The switch maintenance will be carried out by SRE at 13:00 UTC today and not 14:00 UTC as I had incorrectly stated.

Therefore, our preparatory work to make HDFS read-only and prevent new jobs from being launched on YARN, will commence at approximately 12:30 UTC.
I have corrected to text below.

Kind regards,
Ben

On 18/04/2023 11:25, Ben Tullis wrote:

Hello,

Apologies for the short notice. The SRE team will be carrying out an upgrade of the switches in eqiad row D later today (https://phabricator.wikimedia.org/T333377) at approximately 13:00 UTC.
The network outage to this row resulting from this work is expected to be around 30 minutes, all being well.

In support of this work, the Data Engineering team will be putting HDFS file system into safe mode at approximately 12:30 UTC today, which means that write operations to the cluster will be refused.
Jobs sent to the YARN cluster will also be refused from around the same time, so please try to plan any work that you may have for the cluster to avoid this maintenance window.

Read-only access to Hive, Presto, Superset, Turnilo, should continue to function normally throughout the maintenance window.

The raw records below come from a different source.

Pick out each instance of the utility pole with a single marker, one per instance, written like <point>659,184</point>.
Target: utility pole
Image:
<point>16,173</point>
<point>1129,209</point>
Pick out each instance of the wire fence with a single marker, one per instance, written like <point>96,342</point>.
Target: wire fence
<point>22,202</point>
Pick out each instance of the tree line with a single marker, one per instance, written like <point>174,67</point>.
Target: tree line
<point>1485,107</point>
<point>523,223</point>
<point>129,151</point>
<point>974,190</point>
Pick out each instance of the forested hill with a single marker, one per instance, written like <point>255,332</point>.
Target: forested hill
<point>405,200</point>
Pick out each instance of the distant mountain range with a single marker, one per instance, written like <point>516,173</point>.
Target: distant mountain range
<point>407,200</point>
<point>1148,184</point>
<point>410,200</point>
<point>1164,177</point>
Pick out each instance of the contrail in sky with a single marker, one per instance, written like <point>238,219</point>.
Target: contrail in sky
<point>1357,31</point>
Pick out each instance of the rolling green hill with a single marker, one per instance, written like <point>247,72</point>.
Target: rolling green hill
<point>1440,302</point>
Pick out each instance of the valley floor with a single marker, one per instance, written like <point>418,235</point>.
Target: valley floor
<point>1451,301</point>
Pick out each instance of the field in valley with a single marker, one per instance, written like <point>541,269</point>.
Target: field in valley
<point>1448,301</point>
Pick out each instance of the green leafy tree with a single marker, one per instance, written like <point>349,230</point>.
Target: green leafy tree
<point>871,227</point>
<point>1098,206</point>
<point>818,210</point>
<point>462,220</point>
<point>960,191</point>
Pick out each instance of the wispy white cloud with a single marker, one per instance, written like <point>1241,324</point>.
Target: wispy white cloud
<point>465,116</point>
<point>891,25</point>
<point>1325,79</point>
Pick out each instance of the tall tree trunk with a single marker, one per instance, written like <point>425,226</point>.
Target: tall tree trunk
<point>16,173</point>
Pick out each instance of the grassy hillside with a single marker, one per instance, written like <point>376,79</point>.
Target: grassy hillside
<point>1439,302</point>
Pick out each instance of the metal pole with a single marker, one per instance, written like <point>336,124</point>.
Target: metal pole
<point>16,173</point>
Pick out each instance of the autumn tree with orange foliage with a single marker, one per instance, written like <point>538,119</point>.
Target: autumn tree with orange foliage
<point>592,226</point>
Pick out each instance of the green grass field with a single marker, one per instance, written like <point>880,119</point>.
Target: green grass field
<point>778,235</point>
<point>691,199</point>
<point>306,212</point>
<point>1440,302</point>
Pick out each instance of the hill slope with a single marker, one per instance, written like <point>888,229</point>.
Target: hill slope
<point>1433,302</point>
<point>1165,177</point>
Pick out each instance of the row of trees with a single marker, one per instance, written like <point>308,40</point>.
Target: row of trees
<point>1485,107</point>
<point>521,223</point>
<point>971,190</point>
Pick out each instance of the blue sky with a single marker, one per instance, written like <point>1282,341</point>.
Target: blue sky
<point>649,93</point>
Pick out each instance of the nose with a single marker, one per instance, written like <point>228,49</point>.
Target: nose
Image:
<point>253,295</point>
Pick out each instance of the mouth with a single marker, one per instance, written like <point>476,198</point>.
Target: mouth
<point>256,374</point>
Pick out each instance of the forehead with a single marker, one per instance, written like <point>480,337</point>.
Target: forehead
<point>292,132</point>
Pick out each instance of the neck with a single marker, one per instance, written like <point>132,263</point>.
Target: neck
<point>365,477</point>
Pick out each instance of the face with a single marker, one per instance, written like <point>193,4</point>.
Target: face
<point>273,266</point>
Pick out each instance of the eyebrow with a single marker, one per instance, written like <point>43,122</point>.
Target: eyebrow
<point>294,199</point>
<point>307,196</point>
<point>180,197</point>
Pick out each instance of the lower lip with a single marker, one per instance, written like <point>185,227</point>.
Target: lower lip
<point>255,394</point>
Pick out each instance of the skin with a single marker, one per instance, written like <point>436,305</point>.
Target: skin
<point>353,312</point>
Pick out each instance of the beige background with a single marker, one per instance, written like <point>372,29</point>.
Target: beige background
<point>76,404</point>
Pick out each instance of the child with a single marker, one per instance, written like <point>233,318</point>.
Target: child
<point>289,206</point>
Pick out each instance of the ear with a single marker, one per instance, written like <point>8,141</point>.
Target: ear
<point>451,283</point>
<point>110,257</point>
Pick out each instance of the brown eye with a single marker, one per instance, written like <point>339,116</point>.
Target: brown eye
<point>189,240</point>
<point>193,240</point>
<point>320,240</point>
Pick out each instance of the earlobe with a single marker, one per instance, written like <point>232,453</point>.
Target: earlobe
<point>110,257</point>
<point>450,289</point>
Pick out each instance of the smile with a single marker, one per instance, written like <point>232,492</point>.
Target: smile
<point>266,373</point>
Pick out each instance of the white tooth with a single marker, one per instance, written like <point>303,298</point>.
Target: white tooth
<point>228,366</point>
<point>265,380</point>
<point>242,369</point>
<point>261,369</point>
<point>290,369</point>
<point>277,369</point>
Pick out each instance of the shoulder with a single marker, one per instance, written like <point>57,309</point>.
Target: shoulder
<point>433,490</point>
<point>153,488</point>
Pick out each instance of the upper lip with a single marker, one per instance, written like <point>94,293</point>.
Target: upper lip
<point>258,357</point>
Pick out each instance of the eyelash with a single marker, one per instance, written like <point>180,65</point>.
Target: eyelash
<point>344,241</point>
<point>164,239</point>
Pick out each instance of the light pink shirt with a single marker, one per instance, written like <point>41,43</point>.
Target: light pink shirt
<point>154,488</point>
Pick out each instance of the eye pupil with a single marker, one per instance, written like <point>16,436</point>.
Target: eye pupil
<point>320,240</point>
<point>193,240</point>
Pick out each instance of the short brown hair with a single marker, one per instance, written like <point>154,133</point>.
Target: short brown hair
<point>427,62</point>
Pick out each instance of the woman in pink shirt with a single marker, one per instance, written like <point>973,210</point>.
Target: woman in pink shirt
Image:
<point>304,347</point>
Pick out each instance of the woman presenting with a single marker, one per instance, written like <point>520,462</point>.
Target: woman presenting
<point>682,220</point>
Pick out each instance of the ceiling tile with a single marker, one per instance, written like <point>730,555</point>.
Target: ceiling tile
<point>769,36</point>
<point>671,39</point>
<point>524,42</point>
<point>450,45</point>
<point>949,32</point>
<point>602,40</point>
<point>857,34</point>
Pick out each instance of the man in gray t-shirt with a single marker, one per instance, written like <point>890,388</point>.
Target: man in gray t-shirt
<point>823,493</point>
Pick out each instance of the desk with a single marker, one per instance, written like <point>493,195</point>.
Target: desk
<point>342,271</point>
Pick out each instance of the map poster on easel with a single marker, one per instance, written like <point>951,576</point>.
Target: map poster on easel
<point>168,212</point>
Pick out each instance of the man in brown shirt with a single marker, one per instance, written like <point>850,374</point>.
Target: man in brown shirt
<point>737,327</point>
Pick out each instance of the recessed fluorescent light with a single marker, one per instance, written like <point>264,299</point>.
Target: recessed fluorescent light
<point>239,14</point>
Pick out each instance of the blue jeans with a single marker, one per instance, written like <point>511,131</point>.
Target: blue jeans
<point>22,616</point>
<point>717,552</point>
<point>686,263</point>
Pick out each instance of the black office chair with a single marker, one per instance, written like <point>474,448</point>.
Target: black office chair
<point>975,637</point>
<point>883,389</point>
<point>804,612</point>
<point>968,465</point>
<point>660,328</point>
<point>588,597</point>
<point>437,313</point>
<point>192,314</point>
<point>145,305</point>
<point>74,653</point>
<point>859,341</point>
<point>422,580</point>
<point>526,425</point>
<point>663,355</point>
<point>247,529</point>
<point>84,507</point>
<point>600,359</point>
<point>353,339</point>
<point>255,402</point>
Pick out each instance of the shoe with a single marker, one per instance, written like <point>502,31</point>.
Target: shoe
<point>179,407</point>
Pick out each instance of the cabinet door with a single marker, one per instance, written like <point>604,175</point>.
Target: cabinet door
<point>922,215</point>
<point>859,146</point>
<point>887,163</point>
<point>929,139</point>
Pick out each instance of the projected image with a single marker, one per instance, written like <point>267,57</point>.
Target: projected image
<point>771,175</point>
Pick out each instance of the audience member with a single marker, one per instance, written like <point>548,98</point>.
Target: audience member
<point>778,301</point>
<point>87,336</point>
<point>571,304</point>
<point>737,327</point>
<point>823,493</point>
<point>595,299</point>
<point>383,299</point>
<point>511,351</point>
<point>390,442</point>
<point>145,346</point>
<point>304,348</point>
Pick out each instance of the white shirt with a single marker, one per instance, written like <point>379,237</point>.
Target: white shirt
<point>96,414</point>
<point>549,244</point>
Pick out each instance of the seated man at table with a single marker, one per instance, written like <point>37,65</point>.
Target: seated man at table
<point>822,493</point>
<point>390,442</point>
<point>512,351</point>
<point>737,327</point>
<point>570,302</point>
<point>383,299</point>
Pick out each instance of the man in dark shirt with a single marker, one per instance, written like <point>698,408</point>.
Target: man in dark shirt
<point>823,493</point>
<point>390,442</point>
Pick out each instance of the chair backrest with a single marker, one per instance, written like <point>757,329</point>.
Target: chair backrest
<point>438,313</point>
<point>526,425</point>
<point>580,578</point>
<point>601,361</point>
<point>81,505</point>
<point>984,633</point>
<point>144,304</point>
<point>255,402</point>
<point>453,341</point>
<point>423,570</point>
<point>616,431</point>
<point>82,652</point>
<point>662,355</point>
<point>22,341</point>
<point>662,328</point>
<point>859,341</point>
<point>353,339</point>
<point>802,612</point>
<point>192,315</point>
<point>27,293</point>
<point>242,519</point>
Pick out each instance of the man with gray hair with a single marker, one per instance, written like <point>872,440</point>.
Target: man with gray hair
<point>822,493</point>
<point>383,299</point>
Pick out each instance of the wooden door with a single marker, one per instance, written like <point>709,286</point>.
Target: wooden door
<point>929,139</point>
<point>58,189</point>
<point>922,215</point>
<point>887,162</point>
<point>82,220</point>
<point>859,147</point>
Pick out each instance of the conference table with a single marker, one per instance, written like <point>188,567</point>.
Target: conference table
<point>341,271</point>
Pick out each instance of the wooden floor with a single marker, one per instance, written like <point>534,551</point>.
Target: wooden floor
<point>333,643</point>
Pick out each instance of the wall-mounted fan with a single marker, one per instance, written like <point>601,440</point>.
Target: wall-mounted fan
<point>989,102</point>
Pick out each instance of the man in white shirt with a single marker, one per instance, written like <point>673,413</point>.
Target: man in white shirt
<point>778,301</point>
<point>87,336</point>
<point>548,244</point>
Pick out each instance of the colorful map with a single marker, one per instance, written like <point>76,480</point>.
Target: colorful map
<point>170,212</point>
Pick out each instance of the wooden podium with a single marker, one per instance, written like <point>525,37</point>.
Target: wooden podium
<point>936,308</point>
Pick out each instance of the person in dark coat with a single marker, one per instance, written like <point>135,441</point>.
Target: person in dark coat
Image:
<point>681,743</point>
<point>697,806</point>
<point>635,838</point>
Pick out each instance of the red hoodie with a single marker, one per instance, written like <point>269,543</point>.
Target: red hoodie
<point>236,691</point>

Finally, two of the stats servers (stat1005 and stat1006) will be unavailable, so please save any work that you may have on these servers before the loss of connectivity.

Please do reach out via any of the normal channels (email: analytics@lists.wikimedia.org , IRC: #wikimedia-analytics , Slack #data-engineering ) if you have any queries or concerns.

Kind regards,
Ben

Ben Tullis (he/him)
Senior Site Reliability Engineer
Wikimedia Foundation